Interview

Elsa Zylberstein a ouvert son coeur à Weekend. L’âme soeur, elle y croit. À l’inverse d’Eloïse, la jeune femme belle, intelligente mais désespérément seule qu’elle incarne dans La Fabrique des sentiments. Un film qui pose un regard juste sur notre société où l’amour est, lui aussi, pris dans les mailles du marketing.

Hôtel Bristol à Paris. Le concierge se veut comique : « Madame Zylberstein est au bar. Elle est assez célèbre, vous ne devriez pas avoir de problème à la reconnaître… » De fait. Même le dos tourné, la silhouette gracieuse et élégante d’Elsa Zylberstein se repère instantanément dans la masse. Cheveux courts, jeans seventies, pull beige et souliers marron Yves Saint Laurent, l’actrice incarne le chic au naturel. On l’imaginait réservée, limite distante, comme dans la grande majorité des rôles qu’elle incarne au grand écran. Zéro pointé. Elsa Zylberstein est tout le contraire : vive, enjouée, généreuse et prolixe. En interview, elle offre le plus beau des cadeaux, celui de la sincérité. Pour parler d’amour, Elsa n’hésite pas : elle ouvre son coeur.

Eloïse, le personnage que vous incarnez dans La Fabrique des sentiments, a recours au speeddating pour trouver enfin son homme idéal. Avez-vous l’impression que la société façonne, voire conditionne, notre façon d’aimer ?
Ce film trace le portrait un peu brutal mais très juste d’une femme qui s’émancipe. Elle est indépendante financièrement, mais de plus en plus vulnérable en amour. Eloïse se pose des questions sur l’âme soeur, sur ce que signifie « savoir aimer ». Savoir bien vous aimer ! Cette fille finalement, c’est le produit des années 1970 : elle paie le prix fort de l’égalité homme-femme. La femme s’est un peu trop masculinisée. Maintenant, il faut rééquilibrer ce rapport, se réadapter. Le film pose ce problème-là. Mon personnage essaie de rationaliser l’amour, de quantifier sa vie amoureuse, comme il l’a fait avec son travail et ses études. Eloïse se dit probablement : « J’ai assuré pendant toute ma vingtaine, j’ai réussi ; maintenant, je vais faire la même chose pour l’amour ». Mais elle se rend compte que c’est bien plus compliqué que ça. L’amour échappe à toutes les règles. Tomber amoureux, c’est bien plus impalpable et mystérieux que remplir des fiches techniques.

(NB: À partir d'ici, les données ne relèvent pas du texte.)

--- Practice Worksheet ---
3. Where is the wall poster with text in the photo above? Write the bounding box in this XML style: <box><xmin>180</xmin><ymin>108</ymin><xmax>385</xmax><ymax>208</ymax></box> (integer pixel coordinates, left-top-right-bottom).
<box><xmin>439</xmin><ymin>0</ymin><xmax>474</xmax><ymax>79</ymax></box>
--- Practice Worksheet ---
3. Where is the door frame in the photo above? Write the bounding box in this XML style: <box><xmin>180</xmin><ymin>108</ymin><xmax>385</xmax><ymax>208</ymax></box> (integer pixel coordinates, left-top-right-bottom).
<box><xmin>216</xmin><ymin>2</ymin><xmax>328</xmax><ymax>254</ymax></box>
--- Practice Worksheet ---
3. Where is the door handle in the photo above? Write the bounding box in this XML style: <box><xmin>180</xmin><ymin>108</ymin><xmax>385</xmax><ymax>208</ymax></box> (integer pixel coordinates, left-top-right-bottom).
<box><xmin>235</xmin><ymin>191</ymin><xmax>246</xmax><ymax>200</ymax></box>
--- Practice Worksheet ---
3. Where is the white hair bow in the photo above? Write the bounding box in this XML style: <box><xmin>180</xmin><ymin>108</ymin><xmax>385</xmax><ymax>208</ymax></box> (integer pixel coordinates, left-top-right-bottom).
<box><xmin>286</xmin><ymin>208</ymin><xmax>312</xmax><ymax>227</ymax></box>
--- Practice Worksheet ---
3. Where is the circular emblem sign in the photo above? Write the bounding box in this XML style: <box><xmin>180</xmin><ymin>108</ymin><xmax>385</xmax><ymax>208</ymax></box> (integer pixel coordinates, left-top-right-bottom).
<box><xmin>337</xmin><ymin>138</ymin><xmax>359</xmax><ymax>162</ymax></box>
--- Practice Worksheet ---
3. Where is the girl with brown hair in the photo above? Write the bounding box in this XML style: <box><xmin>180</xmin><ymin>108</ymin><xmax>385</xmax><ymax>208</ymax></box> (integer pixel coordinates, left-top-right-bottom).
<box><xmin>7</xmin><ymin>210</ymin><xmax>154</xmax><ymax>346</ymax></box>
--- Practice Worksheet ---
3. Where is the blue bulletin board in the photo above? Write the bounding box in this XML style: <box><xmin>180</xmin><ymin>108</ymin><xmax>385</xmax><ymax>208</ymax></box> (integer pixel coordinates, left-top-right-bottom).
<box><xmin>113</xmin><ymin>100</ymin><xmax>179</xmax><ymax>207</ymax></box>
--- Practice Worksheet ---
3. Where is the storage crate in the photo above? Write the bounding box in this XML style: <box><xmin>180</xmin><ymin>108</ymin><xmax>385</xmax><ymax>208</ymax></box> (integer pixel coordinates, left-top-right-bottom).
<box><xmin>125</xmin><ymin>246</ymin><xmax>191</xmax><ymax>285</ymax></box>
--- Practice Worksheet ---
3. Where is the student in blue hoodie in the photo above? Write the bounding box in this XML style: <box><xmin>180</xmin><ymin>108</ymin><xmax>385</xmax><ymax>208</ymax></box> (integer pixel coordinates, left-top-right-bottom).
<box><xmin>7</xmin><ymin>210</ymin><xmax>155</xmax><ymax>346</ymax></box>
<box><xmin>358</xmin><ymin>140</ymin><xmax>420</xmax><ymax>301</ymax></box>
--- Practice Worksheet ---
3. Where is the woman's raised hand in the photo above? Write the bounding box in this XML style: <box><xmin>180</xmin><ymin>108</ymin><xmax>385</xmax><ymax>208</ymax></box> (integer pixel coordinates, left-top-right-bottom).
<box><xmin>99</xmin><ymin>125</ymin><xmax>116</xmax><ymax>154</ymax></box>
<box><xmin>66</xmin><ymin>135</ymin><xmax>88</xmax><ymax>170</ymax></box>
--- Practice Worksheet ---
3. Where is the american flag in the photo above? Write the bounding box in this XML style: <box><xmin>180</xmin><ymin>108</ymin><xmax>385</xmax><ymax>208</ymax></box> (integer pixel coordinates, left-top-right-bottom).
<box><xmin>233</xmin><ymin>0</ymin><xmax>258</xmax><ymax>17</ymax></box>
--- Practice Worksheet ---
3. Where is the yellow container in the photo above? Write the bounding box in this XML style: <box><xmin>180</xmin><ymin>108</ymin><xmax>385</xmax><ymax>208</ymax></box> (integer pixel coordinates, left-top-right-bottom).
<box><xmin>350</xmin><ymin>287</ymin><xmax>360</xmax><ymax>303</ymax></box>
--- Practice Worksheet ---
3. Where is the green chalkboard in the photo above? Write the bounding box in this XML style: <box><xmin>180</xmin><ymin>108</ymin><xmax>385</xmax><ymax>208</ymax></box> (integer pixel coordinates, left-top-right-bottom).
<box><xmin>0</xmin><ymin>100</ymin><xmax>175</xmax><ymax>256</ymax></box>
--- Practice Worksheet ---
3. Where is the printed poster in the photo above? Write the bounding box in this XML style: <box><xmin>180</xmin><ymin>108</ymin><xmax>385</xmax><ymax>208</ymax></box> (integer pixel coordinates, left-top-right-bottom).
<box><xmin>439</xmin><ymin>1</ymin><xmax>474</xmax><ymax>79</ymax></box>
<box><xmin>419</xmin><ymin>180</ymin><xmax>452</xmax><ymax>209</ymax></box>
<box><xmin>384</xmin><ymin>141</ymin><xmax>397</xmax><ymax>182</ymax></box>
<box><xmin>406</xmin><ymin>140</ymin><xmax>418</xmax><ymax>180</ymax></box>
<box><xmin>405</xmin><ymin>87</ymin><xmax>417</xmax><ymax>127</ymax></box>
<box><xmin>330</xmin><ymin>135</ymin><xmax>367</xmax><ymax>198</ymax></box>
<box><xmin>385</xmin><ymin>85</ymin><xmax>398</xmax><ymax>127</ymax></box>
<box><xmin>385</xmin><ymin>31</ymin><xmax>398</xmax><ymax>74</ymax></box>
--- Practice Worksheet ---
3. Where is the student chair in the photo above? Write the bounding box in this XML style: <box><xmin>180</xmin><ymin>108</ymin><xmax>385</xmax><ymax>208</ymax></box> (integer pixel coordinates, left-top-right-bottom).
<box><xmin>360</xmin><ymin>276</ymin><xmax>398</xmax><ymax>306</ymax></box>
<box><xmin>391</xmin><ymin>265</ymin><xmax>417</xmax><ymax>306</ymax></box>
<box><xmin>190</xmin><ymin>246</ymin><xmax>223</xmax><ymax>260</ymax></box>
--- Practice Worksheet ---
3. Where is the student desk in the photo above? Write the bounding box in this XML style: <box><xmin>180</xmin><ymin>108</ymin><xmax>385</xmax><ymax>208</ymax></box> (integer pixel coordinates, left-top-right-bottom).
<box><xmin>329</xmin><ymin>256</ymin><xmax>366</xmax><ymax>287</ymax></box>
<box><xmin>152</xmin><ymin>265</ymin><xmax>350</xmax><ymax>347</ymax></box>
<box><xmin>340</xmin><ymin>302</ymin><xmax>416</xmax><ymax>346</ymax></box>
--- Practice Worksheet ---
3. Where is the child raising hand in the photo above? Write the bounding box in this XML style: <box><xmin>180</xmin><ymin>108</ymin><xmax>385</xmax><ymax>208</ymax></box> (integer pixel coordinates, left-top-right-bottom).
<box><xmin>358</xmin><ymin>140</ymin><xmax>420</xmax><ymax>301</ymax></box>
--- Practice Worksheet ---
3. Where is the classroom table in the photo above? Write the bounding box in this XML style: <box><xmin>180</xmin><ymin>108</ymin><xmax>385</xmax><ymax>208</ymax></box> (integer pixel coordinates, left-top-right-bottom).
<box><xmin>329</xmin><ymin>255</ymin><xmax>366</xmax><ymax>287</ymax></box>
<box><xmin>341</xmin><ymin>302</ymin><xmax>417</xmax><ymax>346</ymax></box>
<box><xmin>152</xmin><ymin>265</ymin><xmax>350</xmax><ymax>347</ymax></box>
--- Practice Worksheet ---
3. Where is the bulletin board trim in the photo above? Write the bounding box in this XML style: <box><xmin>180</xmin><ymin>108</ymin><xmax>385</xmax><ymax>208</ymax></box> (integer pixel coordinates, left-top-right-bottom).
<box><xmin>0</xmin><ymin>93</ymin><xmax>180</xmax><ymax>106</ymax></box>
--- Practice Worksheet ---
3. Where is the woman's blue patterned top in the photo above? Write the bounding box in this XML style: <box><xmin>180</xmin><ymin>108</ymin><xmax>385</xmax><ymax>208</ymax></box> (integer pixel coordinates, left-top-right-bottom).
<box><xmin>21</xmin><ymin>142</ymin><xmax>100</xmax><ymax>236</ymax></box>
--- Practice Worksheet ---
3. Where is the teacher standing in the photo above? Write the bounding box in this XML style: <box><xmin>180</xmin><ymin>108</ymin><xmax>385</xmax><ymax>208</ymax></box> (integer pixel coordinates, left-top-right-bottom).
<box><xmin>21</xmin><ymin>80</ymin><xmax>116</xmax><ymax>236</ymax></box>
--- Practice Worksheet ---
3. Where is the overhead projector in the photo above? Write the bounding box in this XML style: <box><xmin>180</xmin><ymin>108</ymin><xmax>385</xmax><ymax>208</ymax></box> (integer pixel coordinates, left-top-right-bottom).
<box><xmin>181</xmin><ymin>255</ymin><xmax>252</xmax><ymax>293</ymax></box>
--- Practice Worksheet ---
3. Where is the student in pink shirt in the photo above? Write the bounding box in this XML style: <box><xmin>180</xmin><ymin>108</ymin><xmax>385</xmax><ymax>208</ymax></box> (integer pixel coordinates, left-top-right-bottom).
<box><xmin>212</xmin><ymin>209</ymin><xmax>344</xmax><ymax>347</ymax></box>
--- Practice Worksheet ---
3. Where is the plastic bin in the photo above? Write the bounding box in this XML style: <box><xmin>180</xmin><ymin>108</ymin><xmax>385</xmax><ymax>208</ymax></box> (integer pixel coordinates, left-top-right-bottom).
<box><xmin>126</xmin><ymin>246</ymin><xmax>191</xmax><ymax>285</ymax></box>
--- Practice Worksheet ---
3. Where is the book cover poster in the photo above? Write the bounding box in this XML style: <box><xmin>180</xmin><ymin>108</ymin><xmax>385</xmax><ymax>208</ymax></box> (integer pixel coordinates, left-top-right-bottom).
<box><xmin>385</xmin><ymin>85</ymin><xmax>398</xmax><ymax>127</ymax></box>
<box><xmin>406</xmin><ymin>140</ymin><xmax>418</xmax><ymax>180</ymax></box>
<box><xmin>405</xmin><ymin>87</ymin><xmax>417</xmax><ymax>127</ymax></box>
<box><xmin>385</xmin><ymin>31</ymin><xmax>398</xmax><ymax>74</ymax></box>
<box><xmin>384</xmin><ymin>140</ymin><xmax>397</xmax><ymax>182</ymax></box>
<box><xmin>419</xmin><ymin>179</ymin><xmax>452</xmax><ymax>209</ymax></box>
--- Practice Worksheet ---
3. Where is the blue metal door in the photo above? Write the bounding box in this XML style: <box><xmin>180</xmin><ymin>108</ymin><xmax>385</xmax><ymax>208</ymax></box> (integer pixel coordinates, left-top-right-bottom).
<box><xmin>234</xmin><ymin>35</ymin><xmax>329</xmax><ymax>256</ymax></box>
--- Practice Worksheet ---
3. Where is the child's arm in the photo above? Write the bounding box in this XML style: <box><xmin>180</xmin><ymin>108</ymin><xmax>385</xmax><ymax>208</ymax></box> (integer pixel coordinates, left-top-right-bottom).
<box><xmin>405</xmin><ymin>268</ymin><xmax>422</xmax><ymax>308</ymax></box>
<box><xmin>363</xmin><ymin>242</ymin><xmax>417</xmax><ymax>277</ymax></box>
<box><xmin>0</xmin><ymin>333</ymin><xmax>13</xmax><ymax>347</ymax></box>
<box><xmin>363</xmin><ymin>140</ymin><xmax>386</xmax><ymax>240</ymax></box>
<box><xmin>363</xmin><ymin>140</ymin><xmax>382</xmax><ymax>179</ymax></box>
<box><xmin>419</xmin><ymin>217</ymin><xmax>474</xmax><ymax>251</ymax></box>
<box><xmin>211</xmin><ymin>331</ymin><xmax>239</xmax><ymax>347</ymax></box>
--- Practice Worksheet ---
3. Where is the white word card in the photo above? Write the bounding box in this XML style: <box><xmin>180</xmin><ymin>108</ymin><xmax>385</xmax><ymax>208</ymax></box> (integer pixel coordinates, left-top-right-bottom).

Pourtant la fin du film ressemble à une décision par dépit…
Eloïse choisit de se laisser aimer. Mais cela n’empêche pas que nous ne sommes pas libres dans nos choix amoureux ! Ce n’est jamais un hasard lorsqu’on tombe amoureux. C’est parce que c’est cet homme, à un moment, qui va vous révéler des choses sur vous-même. On est conditionné par son éducation, par son enfance…

Pourtant dans votre vie amoureuse, vous allez un peu à contre-courant (NDLR : Antoine de Caunes, qui fut son compagnon pendant près d’une décennie, était 15 ans plus âgé ; Nicolas Bedos, son conjoint depuis plus de deux ans est 10 ans plus jeune qu’elle).
Même si je vais vers quelque chose qui apparemment est à l’encontre de ce que je suis, ou contraire à ce que je connais, je suis également conditionnée. Etre en réaction, c’est déjà être conditionnée. Je vais peut-être à contre-courant dans mes histoires d’amour, mais je ne l’ai jamais été dans mes désirs! Si je suis très amoureuse, je fonce. Je ne me suis jamais forcée à aller vers un mec, je suis beaucoup trop pure, j’aime trop l’amour. En amour, je suis complètement hystérique. Je suis une amoureuse. À l’opposé d’Eloïse qui essaie de rationaliser, de trouver un homme comme elle choisit un yaourt Danone !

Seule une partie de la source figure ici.